Around 600 homes in the municipality will be initially targeted.

The goal is to see whether residents actually make use of the program and determine the most cost-effective method of collecting.

“It’s been a pet peeve of mine for almost 20 years,” Mayor Frank Leonard said about the absence of kitchen waste collection. “Compostable food waste is a huge part of the waste stream. I’ve been frustrated the CRD hasn’t been able to put together a program that can capture it. … We owe it to the citizens to get on with it.”

Dave McAra, Saanich’s manager of solid waste services and fleet operations, says the municipality will use its current staff and current trucks during the pilot.

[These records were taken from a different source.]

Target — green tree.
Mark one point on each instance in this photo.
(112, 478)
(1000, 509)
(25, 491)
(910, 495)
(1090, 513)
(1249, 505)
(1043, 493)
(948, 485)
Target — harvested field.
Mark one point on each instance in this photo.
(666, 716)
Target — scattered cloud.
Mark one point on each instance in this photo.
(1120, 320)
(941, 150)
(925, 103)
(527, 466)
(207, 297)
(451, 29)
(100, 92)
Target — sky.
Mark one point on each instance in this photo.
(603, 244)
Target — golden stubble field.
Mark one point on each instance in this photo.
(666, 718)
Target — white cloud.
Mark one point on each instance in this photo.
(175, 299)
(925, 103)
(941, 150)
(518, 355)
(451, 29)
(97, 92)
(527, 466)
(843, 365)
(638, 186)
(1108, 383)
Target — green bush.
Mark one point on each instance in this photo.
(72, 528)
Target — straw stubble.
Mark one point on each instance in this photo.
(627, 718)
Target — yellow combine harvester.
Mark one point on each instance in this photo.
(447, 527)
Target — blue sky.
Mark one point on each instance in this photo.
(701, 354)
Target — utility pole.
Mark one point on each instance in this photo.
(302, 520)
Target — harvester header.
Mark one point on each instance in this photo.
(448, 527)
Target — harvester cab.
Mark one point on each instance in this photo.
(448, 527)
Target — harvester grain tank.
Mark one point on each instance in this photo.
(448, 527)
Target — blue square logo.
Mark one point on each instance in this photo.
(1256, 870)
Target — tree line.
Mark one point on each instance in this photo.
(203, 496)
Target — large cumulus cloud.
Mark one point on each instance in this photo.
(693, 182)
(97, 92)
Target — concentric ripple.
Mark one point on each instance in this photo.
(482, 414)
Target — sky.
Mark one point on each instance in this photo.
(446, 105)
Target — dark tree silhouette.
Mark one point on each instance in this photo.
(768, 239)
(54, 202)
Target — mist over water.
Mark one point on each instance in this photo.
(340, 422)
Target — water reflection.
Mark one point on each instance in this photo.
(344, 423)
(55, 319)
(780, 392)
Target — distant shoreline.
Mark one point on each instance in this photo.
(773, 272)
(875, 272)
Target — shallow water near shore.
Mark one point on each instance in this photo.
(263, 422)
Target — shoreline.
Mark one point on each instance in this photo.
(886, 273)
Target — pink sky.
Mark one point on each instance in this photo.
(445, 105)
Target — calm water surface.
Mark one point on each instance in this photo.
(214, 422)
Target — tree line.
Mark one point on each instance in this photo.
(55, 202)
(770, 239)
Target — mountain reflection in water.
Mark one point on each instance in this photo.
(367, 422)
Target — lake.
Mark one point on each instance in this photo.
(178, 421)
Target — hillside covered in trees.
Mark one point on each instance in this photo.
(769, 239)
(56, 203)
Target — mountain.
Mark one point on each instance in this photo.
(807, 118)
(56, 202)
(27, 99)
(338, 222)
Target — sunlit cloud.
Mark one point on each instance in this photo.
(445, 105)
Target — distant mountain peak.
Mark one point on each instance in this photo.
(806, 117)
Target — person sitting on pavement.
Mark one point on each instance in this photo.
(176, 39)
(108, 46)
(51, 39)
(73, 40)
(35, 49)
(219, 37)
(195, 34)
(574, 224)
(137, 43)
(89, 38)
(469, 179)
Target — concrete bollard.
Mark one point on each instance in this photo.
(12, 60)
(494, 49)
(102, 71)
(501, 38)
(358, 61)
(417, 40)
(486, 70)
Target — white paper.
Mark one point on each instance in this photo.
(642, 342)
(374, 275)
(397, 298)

View Royal, which currently has a kitchen scraps program, will manage the waste collected in Saanich during the three-month pilot at a $107-per-tonne fee under its existing private-sector contract.

“It’ll be a relatively small volume over three months,” McAra said, “somewhere around 15 to 18 tonnes.”

The next step for McAra is to put out a request for proposals asking for the separate carts that will be used for garbage and kitchen scraps.

The City of Victoria is launching its own kitchen scrap program in January 2013, opting to jump into full collection from the start.

When that program launches, the plan is to truck the waste to a processing facility in Cobble Hill, 48 kilometres over the Malahat.

Local opportunities to process, however, are beginning to crop up. Three facilities within the capital region are in varying stages of readiness.

Each offers different advantages, including shorter trucking distances, valuable byproducts, and cheaper processing prices.

A proposal on a site in Sooke, called South Island Organics, would knock approximately 10 kilometres off the current trip.

Once the company secures a feedstock agreement from a sizeable municipality such as Victoria or Saanich, it could open within six months, said general manager Paul Hooper.

Another proposal is from Ian Vantreight of Vantreight Farms for a facility on the Peninsula – a significantly closer option.

The third proposal is from Stanhope Farm, also based in Central Saanich. It’s been operating a compost facility known as Foundation Organics since earlier this year.

The Capital Regional District estimates the region produces 14,000 tonnes of kitchen waste annually, which would be worth as much as $4.3 million per year to whoever wins the contract.